It was only a last lurch and a plunge, and all that was left of the pirate Leon sank forever out of sight. The heads of her crew had also disappeared from the surface of the water, and the career of one of the terrors of the sea was ended.
CHAPTER X.
THE BLACK TRANSPORT.
"You don't mean to say it's all over!" exclaimed Guert, staring at the place from which the pirate schooner had vanished. "Seems to me it doesn't take long to fight a battle at sea."
"Yes, it does," said one of the older sailors, "if there's chasin' and manoeuvrin' and long range firin'. I've been in some that took all day and the next day, too. But we were too heavy guns for that feller."
"It's awful!" remarked Vine Avery, very thoughtfully. "I was trying to make out if we could have saved any more of 'em."

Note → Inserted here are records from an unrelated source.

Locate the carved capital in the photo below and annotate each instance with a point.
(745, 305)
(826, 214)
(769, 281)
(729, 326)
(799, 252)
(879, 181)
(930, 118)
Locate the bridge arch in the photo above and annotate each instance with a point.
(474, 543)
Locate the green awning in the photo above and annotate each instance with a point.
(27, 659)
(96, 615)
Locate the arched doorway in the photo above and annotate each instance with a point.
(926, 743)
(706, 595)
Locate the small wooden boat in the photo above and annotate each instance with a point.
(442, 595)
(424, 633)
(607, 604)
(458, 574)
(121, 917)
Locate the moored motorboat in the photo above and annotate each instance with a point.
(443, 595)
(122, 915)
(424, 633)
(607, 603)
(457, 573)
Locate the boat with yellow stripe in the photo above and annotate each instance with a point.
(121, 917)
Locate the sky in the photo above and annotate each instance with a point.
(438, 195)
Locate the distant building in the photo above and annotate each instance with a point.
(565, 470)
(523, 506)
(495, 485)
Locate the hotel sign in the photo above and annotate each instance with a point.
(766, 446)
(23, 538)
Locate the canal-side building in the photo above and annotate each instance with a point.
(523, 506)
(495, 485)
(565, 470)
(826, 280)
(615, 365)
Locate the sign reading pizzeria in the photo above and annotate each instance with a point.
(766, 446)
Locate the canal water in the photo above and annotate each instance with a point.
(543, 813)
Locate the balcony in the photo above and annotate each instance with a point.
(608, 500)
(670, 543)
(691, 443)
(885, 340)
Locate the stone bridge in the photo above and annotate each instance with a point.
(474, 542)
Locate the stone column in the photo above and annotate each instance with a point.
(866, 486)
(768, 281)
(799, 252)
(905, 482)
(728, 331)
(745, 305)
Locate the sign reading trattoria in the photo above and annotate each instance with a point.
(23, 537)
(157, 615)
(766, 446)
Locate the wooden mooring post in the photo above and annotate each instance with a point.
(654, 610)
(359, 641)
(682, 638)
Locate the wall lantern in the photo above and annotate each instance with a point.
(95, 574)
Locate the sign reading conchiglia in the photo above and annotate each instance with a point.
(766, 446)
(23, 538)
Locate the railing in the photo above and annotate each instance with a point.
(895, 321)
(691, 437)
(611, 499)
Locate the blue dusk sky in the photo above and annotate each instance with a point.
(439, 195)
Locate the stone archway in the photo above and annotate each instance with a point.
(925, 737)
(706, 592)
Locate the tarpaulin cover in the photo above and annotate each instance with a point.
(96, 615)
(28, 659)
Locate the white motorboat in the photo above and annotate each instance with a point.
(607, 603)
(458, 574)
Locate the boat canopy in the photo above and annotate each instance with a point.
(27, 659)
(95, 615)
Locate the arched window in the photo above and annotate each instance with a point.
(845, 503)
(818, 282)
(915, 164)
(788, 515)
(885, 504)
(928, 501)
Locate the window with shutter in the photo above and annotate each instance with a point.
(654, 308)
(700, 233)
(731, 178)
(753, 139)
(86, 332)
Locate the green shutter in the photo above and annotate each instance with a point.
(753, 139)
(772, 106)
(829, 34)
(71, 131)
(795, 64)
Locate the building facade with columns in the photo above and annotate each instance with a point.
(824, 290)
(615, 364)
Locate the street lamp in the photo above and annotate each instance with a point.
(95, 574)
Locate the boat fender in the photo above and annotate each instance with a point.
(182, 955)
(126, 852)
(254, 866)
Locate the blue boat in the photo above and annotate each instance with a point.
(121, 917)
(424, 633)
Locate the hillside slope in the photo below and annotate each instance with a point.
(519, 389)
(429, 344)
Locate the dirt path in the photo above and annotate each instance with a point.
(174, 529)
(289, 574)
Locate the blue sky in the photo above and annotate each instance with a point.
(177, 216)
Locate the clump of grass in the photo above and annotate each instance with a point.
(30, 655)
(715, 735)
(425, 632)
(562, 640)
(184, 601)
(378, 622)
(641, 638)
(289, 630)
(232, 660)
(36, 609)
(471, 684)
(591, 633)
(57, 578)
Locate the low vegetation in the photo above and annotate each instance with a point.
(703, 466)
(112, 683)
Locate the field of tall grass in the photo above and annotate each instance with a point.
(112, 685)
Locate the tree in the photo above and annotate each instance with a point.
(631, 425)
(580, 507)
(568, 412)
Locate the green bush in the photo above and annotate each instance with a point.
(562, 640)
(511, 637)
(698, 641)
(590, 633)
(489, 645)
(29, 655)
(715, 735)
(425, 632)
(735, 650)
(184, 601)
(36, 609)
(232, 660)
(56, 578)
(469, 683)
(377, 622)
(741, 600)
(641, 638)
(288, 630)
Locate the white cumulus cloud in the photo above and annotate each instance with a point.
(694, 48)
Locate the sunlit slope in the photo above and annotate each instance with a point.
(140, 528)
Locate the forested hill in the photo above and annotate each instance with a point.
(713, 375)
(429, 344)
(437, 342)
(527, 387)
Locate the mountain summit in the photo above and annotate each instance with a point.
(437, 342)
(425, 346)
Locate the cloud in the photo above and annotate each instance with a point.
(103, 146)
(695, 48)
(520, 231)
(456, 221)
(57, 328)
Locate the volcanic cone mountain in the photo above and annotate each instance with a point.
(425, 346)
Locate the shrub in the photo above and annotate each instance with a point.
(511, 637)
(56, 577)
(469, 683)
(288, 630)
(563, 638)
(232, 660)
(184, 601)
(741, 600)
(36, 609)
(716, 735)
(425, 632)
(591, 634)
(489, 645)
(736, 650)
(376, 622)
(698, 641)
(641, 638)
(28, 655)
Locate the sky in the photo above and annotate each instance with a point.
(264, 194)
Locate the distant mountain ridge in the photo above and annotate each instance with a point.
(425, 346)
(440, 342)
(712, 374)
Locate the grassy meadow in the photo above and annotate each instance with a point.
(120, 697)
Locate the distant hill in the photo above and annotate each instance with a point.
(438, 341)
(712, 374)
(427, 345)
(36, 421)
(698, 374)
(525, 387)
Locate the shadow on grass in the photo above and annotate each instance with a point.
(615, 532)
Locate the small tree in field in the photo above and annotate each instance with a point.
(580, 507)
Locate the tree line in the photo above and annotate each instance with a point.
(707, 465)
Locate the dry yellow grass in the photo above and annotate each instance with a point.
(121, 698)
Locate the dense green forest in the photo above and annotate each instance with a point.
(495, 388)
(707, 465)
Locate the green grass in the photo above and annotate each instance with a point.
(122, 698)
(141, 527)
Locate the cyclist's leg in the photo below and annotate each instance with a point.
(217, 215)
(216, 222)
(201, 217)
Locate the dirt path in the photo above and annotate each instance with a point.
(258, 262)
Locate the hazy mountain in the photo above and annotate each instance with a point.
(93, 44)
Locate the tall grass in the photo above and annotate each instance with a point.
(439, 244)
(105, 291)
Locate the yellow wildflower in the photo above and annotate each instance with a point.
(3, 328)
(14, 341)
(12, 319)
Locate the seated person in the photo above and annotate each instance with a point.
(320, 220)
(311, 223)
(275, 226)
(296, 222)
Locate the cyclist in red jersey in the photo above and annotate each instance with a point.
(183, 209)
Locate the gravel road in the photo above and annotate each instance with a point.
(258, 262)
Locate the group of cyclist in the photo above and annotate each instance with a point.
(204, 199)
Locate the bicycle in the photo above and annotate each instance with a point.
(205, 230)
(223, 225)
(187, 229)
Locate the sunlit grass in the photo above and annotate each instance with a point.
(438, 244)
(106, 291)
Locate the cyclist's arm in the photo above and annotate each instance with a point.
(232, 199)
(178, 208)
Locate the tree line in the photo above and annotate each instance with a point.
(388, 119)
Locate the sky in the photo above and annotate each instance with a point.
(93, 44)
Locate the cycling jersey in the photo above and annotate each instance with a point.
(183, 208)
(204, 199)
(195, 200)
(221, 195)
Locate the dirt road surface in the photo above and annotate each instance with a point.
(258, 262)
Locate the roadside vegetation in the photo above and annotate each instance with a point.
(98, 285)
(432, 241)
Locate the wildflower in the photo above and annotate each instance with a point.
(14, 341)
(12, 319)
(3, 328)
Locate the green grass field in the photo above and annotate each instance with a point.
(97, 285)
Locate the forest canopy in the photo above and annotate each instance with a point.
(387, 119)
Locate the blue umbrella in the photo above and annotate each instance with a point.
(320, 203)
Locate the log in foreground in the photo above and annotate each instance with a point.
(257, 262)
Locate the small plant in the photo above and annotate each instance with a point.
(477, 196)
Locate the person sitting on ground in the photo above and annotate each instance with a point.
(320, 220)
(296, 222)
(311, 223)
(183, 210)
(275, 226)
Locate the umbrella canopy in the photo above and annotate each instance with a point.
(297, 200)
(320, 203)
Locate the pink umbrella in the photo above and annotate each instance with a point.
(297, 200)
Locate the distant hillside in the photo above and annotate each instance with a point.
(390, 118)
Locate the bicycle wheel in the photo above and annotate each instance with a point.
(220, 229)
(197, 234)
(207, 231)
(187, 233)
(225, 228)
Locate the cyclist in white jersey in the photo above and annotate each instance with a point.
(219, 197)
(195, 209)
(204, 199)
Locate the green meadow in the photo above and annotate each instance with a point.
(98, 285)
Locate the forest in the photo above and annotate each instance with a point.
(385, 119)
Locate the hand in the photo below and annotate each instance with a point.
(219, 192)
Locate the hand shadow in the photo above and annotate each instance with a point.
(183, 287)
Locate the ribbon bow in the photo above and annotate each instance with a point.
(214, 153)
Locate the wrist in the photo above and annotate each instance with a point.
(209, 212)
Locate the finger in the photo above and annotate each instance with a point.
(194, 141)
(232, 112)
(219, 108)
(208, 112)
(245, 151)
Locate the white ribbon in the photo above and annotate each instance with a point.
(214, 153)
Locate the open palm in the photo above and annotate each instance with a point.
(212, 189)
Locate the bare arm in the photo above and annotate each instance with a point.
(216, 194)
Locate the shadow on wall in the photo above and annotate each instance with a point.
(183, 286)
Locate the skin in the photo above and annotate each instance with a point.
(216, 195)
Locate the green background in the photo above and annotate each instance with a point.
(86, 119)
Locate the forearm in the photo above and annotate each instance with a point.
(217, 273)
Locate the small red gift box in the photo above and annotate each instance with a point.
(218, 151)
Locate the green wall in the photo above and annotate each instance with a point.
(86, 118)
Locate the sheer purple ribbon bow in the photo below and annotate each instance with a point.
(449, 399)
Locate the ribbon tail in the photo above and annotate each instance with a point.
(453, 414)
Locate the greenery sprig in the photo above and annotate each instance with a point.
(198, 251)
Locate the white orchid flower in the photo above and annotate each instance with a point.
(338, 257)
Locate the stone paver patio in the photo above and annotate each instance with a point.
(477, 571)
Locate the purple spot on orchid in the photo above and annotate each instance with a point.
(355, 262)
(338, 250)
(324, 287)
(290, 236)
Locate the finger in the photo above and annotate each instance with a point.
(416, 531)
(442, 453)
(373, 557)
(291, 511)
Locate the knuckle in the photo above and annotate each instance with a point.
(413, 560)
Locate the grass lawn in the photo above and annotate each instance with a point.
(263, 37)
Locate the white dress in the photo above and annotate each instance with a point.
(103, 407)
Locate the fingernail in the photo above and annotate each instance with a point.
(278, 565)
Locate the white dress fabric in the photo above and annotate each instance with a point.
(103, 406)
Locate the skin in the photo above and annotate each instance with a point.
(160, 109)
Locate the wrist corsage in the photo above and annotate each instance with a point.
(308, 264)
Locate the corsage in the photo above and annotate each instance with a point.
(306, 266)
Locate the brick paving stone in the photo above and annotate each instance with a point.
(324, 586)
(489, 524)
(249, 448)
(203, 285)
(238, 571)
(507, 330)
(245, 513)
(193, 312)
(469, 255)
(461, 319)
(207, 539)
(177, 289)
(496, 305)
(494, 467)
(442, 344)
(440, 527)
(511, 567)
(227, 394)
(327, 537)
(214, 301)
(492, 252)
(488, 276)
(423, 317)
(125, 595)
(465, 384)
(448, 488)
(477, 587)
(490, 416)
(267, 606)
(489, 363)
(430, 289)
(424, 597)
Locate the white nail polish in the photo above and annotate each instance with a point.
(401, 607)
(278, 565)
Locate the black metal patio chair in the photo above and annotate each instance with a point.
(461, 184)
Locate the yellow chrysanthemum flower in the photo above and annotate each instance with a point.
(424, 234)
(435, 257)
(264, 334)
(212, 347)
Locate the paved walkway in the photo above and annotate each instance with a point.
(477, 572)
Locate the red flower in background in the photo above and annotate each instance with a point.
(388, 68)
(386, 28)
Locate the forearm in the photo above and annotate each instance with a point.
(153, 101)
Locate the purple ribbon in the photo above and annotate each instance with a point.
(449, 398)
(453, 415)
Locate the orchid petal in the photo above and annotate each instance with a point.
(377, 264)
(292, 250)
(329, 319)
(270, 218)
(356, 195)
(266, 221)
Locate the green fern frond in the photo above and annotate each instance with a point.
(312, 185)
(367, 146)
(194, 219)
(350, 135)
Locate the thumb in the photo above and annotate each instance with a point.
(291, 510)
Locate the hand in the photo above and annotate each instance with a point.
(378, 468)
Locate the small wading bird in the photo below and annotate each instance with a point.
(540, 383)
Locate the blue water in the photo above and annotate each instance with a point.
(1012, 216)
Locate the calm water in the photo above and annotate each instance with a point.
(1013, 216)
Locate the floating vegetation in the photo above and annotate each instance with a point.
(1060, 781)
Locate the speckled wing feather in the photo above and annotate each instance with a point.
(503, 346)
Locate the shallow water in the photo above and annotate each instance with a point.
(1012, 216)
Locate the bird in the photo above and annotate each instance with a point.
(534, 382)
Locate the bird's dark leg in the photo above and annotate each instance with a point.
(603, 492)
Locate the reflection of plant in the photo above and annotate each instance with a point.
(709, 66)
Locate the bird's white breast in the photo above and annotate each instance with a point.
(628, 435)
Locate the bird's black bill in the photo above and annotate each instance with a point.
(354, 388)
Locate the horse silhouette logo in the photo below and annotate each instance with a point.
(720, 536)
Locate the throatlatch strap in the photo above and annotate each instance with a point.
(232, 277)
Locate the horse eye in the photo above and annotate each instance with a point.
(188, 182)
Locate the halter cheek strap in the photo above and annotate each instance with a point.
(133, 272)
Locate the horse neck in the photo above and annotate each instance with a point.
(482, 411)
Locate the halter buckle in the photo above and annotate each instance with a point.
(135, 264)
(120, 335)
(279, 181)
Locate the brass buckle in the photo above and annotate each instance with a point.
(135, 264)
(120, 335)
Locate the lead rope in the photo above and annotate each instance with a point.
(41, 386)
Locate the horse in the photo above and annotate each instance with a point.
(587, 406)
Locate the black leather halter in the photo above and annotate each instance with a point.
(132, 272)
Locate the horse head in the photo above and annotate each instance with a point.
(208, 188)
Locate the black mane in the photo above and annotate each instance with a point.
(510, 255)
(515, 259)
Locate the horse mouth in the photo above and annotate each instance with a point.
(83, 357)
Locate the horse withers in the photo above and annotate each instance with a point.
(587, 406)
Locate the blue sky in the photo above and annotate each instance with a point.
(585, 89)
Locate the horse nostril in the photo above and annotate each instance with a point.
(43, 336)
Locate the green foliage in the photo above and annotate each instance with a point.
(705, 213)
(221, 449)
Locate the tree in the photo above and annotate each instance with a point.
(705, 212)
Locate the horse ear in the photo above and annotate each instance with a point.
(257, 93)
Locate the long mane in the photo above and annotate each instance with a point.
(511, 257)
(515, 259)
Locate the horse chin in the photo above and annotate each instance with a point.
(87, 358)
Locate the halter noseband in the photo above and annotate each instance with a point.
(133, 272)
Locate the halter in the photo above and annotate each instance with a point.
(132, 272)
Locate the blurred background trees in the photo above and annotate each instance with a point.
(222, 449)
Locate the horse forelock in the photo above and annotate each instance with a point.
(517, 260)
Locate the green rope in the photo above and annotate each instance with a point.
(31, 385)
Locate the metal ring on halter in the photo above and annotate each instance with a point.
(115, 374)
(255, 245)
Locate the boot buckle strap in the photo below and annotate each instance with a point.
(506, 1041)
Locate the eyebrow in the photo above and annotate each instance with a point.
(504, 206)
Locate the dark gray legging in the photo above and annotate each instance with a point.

"No," said the captain, "I don't see how we could, considerin' where we were and the time it took us to come about. They grappled each other in the water, too."
"The fact is, boys," said Sam Prentice, "the savin' o' those fellers wouldn't ha' been of any use, anyhow. Spanish law isn't as slow and careful as ours is. It wouldn't ha' called for any trial by a court, you know. The nearest army or navy commander of any consequence would ha' taken hold of 'em. They'd all ha' been shot within a day after he seized 'em."
"Leastwise," said Vine, "'twasn't any fault of ours. I'm glad Guert made out to haul in one of 'em."